Chinese efforts to control the Internet inside China has created a uniquely (and heavily censored and monitored) Chinese subset of the global Internet. While enterprising and technically savvy Chinese can get past the "Great Firewall of China" to the global Internet we all take for granted, inside China you see a rather different Internet, and have to be very careful what you say. In addition to extensive monitoring (by software and over a hundred thousand full time and volunteer censors), China has forbidden the use of Twitter (which can spread news faster than it can be controlled) and increased control over locally developed "micro-blogging" (a pretty effective Twitter substitute). There is also tight control over any social-media sites. Most Chinese Internet users simply accept the restrictions, if only because they have never experienced a truly open and free Internet. The Chinese government is determined to keep it that way.

It's not just the Internet that disturbs the communist government in China, it's also the fact that an increasing number of Communist Party members are becoming religious and believers in capitalism. Communist believers are still recovering from the decision, several years ago, to allow businessmen to become Communist Party members. Now, to see party members attending religious services and celebrating alternatives to socialism is, if nothing else, bad for morale at the highest levels of the party.

December 28, 2011: The government released details of an investigation into the July 23 crash of one of China's high-speed "bullet trains". The accident killed 40 and injured over a hundred. The incident, and recently released report, revealed that corruption and poor management were responsible for the accident. This sort of behavior does not officially exist but everyone knows it is true.

December 27, 2011: China's answer to GPS, Compass, went active and is now serving anyone with a Compass receiver. The Compass (or Baidou) system is actually in test mode for the next year, providing only 25 meter accuracy. After the test period, Compass will then provide the same accuracy as GPS (10 meters). The Chinese Compass will have a string of as many as 35 satellites, including five geostationary ones and the rest Medium Earth Orbit (MEO) satellites. Compass will cover the entire globe. The necessity of a military satellite navigation system for a nation comes to the fore during wartime. Depending on a foreign SatNav system like GPS can leave Chinese aircraft and weapon systems at a disadvantage. The American military grade GPS can be restricted to only U.S. forces and close American allies. When Compass is completed in a few years the total cost will be over $10 billion.

December 26, 2011: A Chinese writer, Chen Xi, was sentenced to ten years in prison for publishing on overseas Chinese language web sites, essays critical of the current Chinese government. The Chinese prosecutors declared this to be treason during the 150 minute trial.

December 21, 2011: Japan has decided to buy the American F-35 fighter. Japan had been trying to obtain the more advanced F-22, but the Americans, alarmed at Chinese success in getting American military secrets from Japan, refused. Japan decided to go for the F-35 because of obvious Chinese success in developing a similar aircraft (the J-20).

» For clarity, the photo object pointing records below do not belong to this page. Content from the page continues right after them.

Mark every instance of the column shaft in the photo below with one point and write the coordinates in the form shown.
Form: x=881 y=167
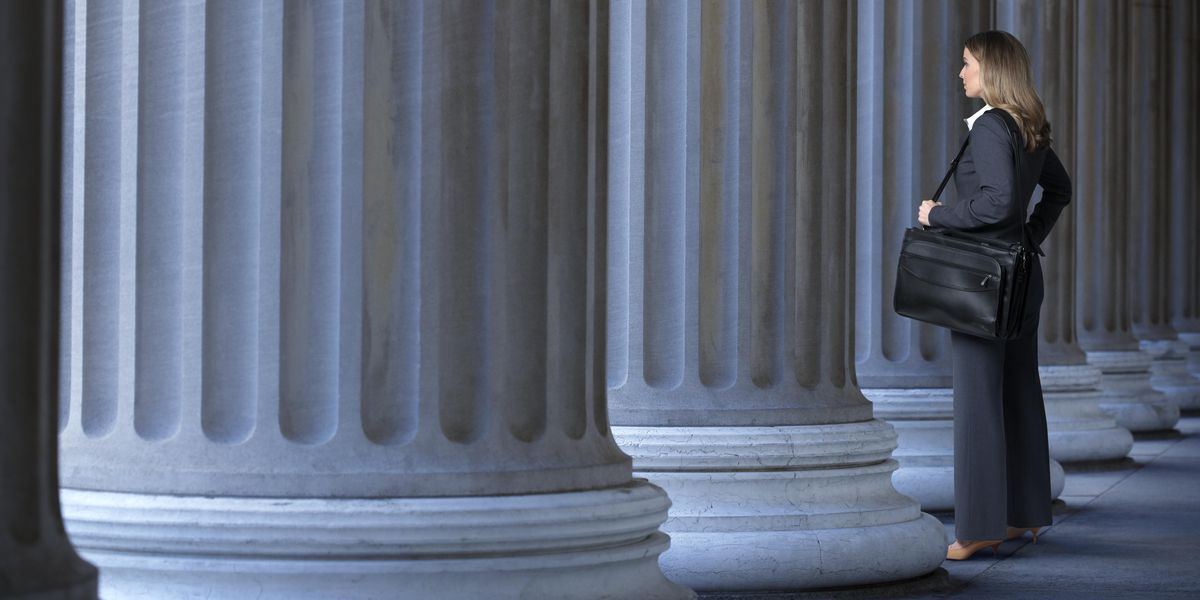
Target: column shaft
x=1183 y=149
x=346 y=263
x=731 y=347
x=37 y=561
x=1104 y=298
x=1078 y=429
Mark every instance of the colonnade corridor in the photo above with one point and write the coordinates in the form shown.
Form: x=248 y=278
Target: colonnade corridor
x=567 y=300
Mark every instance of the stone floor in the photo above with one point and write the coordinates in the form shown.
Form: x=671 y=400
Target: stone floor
x=1126 y=531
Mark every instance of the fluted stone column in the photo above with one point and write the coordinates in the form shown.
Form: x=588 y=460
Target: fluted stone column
x=1183 y=179
x=731 y=361
x=337 y=294
x=910 y=126
x=1103 y=274
x=36 y=558
x=1152 y=241
x=1078 y=430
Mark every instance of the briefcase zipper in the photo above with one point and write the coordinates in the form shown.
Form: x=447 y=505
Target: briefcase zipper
x=957 y=265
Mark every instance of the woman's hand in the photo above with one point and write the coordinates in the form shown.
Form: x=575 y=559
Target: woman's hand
x=923 y=211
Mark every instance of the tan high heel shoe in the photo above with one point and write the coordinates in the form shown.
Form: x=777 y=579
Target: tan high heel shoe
x=959 y=551
x=1019 y=532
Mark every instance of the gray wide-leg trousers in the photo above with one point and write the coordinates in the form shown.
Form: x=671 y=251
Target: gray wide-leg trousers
x=1001 y=450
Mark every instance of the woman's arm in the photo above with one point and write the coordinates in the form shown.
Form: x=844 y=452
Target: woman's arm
x=993 y=202
x=1055 y=196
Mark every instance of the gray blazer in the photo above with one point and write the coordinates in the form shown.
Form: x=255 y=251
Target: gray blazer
x=984 y=184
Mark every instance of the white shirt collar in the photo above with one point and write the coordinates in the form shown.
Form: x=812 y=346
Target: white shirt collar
x=970 y=120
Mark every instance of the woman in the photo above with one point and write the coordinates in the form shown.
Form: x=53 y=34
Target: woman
x=1001 y=455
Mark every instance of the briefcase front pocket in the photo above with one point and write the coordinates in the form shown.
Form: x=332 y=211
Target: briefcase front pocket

December 20, 2011: Like most Western armed forces, China has developed a Military Training Department for the entire armed forces. This staff organization will find or develop new training methods and implement them throughout the armed forces. Before this, training was left to subordinate organizations. This led to low standards and not much innovation.

In addition, China will increase its information and personnel exchanges with foreign militaries. In the last year, officers and troops from fifty foreign nations visited China, and China sent officers and troops to nearly as many foreign nations. China increasingly provides weapons and training for less-advanced nations and seeks to obtain more technology and ideas from Western forces. This is either done openly, via visits, official exchanges, etc. or via Internet and other espionage.